Meet the Lower Kamula village youth group; one of the most enterprising in the area. Formed in 2013, this group of 12 (with four women) is testing the smart farm concept which includes the greenhouse and drip irrigation systems. In a new initiative, the group will incorporate drought escaping climbing beans and Brachiaria fodder grass from the International Centre for Tropical Agriculture (CIAT), as part of the crop rotation calendar.
Other smart farm technologies include water conservation and management, seed bulking of fodder for livestock and growing of drought tolerant indigenous vegetables.
Intensive horticulture production
With a single green house, the Lower Kamula group has been able to produce approximately 80 crates of quality tomatoes within 18 months. Additionally, over the same period, 120 crates of local vegetables (black night shade, spider plant and cowpea) have been harvested from the open field within the smart farm. From a mini-earth dam with a capacity of 300,000 litres, fish farming is done. The produce is sold in nearby markets earning the group income.
Some of the Lower Kamula group members sort through a tomato harvest. Photo: W. Okila (Vi Agroforestry)
Due to the intensive knowledge and skills required to operate smart farms, this group and other community groups in the area undergo specialized training coordinated by the CGIAR Research Program on Climate Change, Agriculture and Food Security (CCAFS) partners. They in turn teach other community groups through local farmer learning events and demonstrations. By linking to credit providers and agro-dealers, and working with the county government, CCAFS plans to increase the number of units, reaching nearly 10,000 young farmers. For example in October 2014, the group got the chance to exhibit their climate-smart farming activities through a learning event sponsored by Green Zone Agency (GZA), where 500 farmers learnt about the smart farming practices. The partnership subsequently resulted in GZA facilitation in construction of a second mini-earth dam with a capacity of 300,000 litres.
New partnerships and support to the group
Because of the efforts by the Lower Kamula Youth Group and the impact this is having in the community, World Vision partnered with the group in June 2015 and facilitated construction of a second greenhouse. This decision was reached following a vetting process involving four other farmer groups.

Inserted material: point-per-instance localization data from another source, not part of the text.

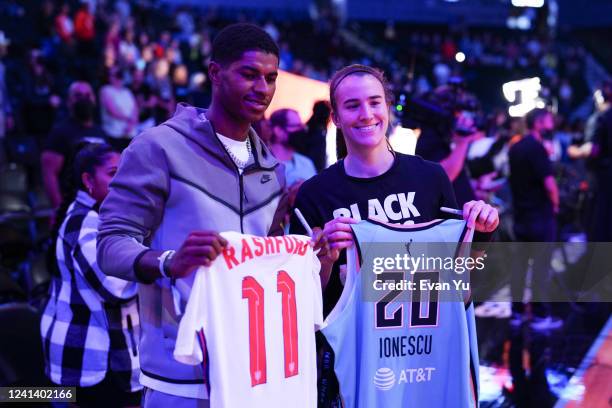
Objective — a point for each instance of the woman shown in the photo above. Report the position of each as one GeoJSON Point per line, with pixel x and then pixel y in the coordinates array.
{"type": "Point", "coordinates": [90, 325]}
{"type": "Point", "coordinates": [370, 180]}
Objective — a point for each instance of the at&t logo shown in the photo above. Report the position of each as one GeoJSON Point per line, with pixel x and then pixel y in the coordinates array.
{"type": "Point", "coordinates": [384, 379]}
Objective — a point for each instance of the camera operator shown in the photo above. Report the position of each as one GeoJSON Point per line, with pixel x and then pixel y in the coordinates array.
{"type": "Point", "coordinates": [447, 141]}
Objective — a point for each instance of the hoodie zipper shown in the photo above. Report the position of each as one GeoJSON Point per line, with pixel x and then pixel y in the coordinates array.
{"type": "Point", "coordinates": [132, 339]}
{"type": "Point", "coordinates": [241, 182]}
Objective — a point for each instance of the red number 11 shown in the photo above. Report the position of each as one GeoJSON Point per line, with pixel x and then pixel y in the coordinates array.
{"type": "Point", "coordinates": [254, 293]}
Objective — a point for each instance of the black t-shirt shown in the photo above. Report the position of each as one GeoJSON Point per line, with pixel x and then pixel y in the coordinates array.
{"type": "Point", "coordinates": [65, 138]}
{"type": "Point", "coordinates": [431, 145]}
{"type": "Point", "coordinates": [411, 191]}
{"type": "Point", "coordinates": [529, 166]}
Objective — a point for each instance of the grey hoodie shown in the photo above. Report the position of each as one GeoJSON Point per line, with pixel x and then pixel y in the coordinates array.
{"type": "Point", "coordinates": [174, 179]}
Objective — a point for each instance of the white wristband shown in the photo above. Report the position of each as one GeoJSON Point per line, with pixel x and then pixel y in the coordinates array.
{"type": "Point", "coordinates": [162, 260]}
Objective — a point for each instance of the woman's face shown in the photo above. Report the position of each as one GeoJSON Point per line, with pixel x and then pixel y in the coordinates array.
{"type": "Point", "coordinates": [361, 111]}
{"type": "Point", "coordinates": [98, 182]}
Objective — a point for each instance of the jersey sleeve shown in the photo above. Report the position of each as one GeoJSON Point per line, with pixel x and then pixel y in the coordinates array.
{"type": "Point", "coordinates": [187, 349]}
{"type": "Point", "coordinates": [317, 294]}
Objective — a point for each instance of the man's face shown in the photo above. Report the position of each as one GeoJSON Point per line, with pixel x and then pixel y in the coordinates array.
{"type": "Point", "coordinates": [245, 87]}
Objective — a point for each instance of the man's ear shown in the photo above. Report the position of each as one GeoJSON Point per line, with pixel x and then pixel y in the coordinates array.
{"type": "Point", "coordinates": [214, 72]}
{"type": "Point", "coordinates": [87, 181]}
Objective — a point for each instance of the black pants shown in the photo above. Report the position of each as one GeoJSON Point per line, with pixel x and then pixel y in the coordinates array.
{"type": "Point", "coordinates": [531, 230]}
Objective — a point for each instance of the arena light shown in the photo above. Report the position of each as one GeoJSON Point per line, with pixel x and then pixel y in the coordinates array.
{"type": "Point", "coordinates": [528, 3]}
{"type": "Point", "coordinates": [524, 95]}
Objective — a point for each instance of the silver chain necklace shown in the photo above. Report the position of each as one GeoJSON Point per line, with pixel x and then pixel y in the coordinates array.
{"type": "Point", "coordinates": [241, 164]}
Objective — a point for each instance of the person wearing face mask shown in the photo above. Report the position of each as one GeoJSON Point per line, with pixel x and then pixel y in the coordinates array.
{"type": "Point", "coordinates": [60, 146]}
{"type": "Point", "coordinates": [535, 199]}
{"type": "Point", "coordinates": [286, 127]}
{"type": "Point", "coordinates": [90, 325]}
{"type": "Point", "coordinates": [287, 130]}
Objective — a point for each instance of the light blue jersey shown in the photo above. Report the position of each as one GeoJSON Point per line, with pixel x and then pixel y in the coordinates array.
{"type": "Point", "coordinates": [414, 349]}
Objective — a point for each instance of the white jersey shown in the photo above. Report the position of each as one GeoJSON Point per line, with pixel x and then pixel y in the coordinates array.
{"type": "Point", "coordinates": [255, 311]}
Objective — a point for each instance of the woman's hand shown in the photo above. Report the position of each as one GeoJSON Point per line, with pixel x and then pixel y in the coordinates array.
{"type": "Point", "coordinates": [335, 236]}
{"type": "Point", "coordinates": [481, 216]}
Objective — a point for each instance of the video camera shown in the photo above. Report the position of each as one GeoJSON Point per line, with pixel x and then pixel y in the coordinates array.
{"type": "Point", "coordinates": [440, 109]}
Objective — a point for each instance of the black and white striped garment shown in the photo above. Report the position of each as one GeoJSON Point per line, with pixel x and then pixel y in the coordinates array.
{"type": "Point", "coordinates": [90, 325]}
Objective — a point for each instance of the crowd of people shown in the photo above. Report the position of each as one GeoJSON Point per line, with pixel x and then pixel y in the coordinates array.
{"type": "Point", "coordinates": [102, 77]}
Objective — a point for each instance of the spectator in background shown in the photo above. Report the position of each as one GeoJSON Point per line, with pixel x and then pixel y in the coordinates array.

Picture shows ongoing construction of a second greenhouse (left), made possible through support of World Vision. Photo: W. Okila (Vi Agroforestry)
“I have been asked to train other farmers and offer simple agronomic advice to them. This is a new challenge for me as I will need to continuously acquire new skills,” says Jacob Owuor, the Lower Kamula Youth Group chair. “With the second greenhouse, we will double our income from horticulture.” To address problems of water scarcity, the group will construct another mini-earth dam to harvest more rainwater for use during the dry season. Additionally, the group will use its savings to buy farm equipment and inputs required for the two greenhouses.